Atrial Fibrillation Clinical Trial
Official title:
The Intra-Operative Application of Amiodarone Releasing Hydrogel to Prevent Postoperative Atrial Fibrillation in Patients Undergoing Lung Transplantation
This study will prospectively evaluate the use of an amiodarone releasing hydrogel applied to the pulmonary veins and atria at the time of lung transplantation. This study will include patients undergoing lung transplantation at Jewish Hospital, Louisville KY. The prospective group will be compared to historical controls from the same institution. Investigators will access medical records and database entries for those patients undergoing lung transplantation after January 1st 2005 in order to obtain matched controls for analysis. Informed consent will be obtained from the prospective cohort prior to patient enrollment. This pilot study will be used to obtain preliminary data in order to proceed with a larger randomized control trial.
Approximately 1900 transplants are performed in the US annually. Lung transplantation remains
the gold standard treatment for patients with end stage lung disease. This includes patients
with range of etiologies such as Idiopathic Pulmonary Fibrosis, COPD and Cystic Fibrosis. One
of the more common post-operative complications in patients undergoing lung transplantation
is the development of atrial fibrillation. Recent studies have demonstrated that
approximately 1/3 of patients will develop atrial fibrillation during their post-operative
course. While it is uncertain if the development of post-operative atrial fibrillation
affects survival, it does significantly increase length of hospital stay. Importantly, a
portion of the patients that develop atrial fibrillation post-operatively will require
cardioversion prior to discharge.
Currently one of the main stays of treatment for post-operative atrial fibrillation is
systemic (oral or intravenous) amiodarone, which is a class III antiarrhythmic agent. While
this particular drug is effective, it does carry the risk of several known complications. Due
to the drug's pharmacokinetics, amiodarone concentrates in organs with high lipid content
such as the thyroid, liver and lung. Amiodarone has several known adverse effects on the lung
ranging from acute respiratory distress syndrome to more chronic disease such as Interstitial
pulmonary fibrosis. Amiodarone can have detrimental effects on the liver which in rare cases
could lead to cirrhosis. Additionally, amiodarone can cause thyrotoxicosis as early as a few
weeks after the initiation of amiodarone.
The adverse events listed above are related to the cumulative dose of amiodarone. Typically,
when amiodarone is initiated, patients receive a loading dose of 600-800mg daily until the
cumulative dose reaches 10 grams, after which patients will receive 200mg daily as a
maintenance dose. Minimizing the cumulative dose of amiodarone by using a local application,
could mitigate the potential adverse drug toxicities. In a previous study, the application of
an amiodarone releasing hydrogel performed intraoperatively was shown to significantly
decrease the rates of post-operative atrial fibrillation in patients undergoing coronary
artery bypass. Currently for patients undergoing lung transplantation, there is not a safe
and effective measure available to prevent post-operative atrial fibrillation.

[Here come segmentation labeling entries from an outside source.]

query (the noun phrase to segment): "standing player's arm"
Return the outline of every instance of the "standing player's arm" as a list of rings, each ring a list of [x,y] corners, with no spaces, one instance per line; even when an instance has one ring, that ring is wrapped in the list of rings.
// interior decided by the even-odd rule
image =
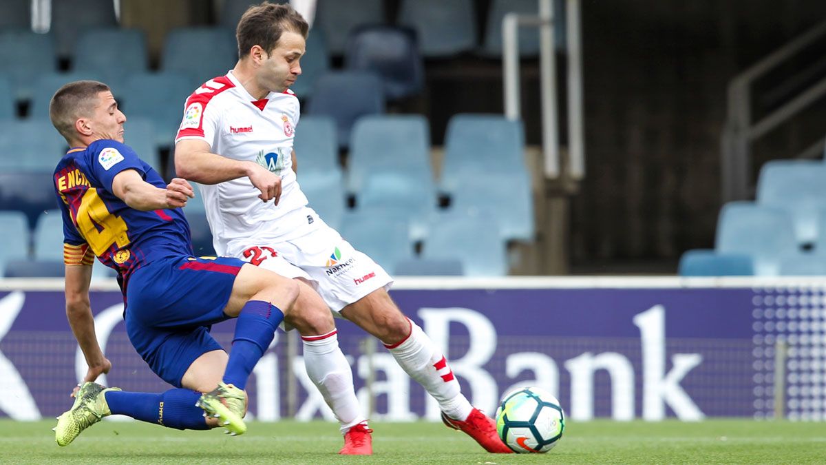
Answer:
[[[91,280],[91,265],[66,265],[66,318],[89,367],[84,381],[95,381],[112,368],[95,336],[95,319],[89,304]]]
[[[195,197],[192,186],[185,180],[175,178],[166,189],[161,189],[145,181],[135,170],[115,175],[112,191],[130,207],[144,212],[183,207],[188,199]]]
[[[210,151],[200,139],[183,139],[175,144],[175,172],[185,180],[213,185],[243,178],[261,191],[259,199],[267,202],[281,197],[281,176],[253,161],[232,160]]]

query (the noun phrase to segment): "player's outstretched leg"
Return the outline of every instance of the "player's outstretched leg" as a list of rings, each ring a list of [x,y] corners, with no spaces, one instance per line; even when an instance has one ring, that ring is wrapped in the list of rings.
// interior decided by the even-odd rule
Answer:
[[[83,429],[111,415],[105,394],[114,391],[121,390],[106,388],[91,381],[83,383],[75,395],[72,408],[57,417],[57,426],[55,427],[57,445],[68,446]]]

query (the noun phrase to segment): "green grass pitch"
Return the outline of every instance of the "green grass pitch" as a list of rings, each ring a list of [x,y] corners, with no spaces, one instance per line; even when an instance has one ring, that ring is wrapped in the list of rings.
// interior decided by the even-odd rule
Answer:
[[[2,463],[823,463],[826,423],[569,421],[547,454],[494,455],[440,423],[373,422],[372,457],[342,457],[331,423],[250,423],[243,436],[104,421],[66,448],[55,421],[0,420]]]

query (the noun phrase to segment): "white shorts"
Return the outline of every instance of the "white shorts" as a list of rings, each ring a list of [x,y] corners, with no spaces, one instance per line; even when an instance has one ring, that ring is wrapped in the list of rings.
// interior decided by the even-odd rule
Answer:
[[[233,241],[227,244],[225,255],[287,278],[304,278],[335,313],[373,290],[392,285],[392,278],[383,268],[355,250],[312,209],[301,209],[278,221],[296,221],[294,231],[306,233],[291,239]]]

The Investigators aim to study the intraoperative application of an amiodarone containing
hydrogel for prevention of post-operative atrial fibrillation in lung transplant patients.
In patients undergoing lung transplantation, post-operative atrial fibrillation is common and
leads to prolonged hospital course and increased healthcare expenditures. Amiodarone is a
main stay of therapy for atrial fibrillation, however this drug does have potential serious
complications when administered systemically. The local application of amiodarone, could
potentially decrease the rates of atrial fibrillation, while avoiding the systemic
complications. This has the potential to decrease length of stay and decrease additional
procedures (ie. Cardioversion) in patients undergoing lung transplantation.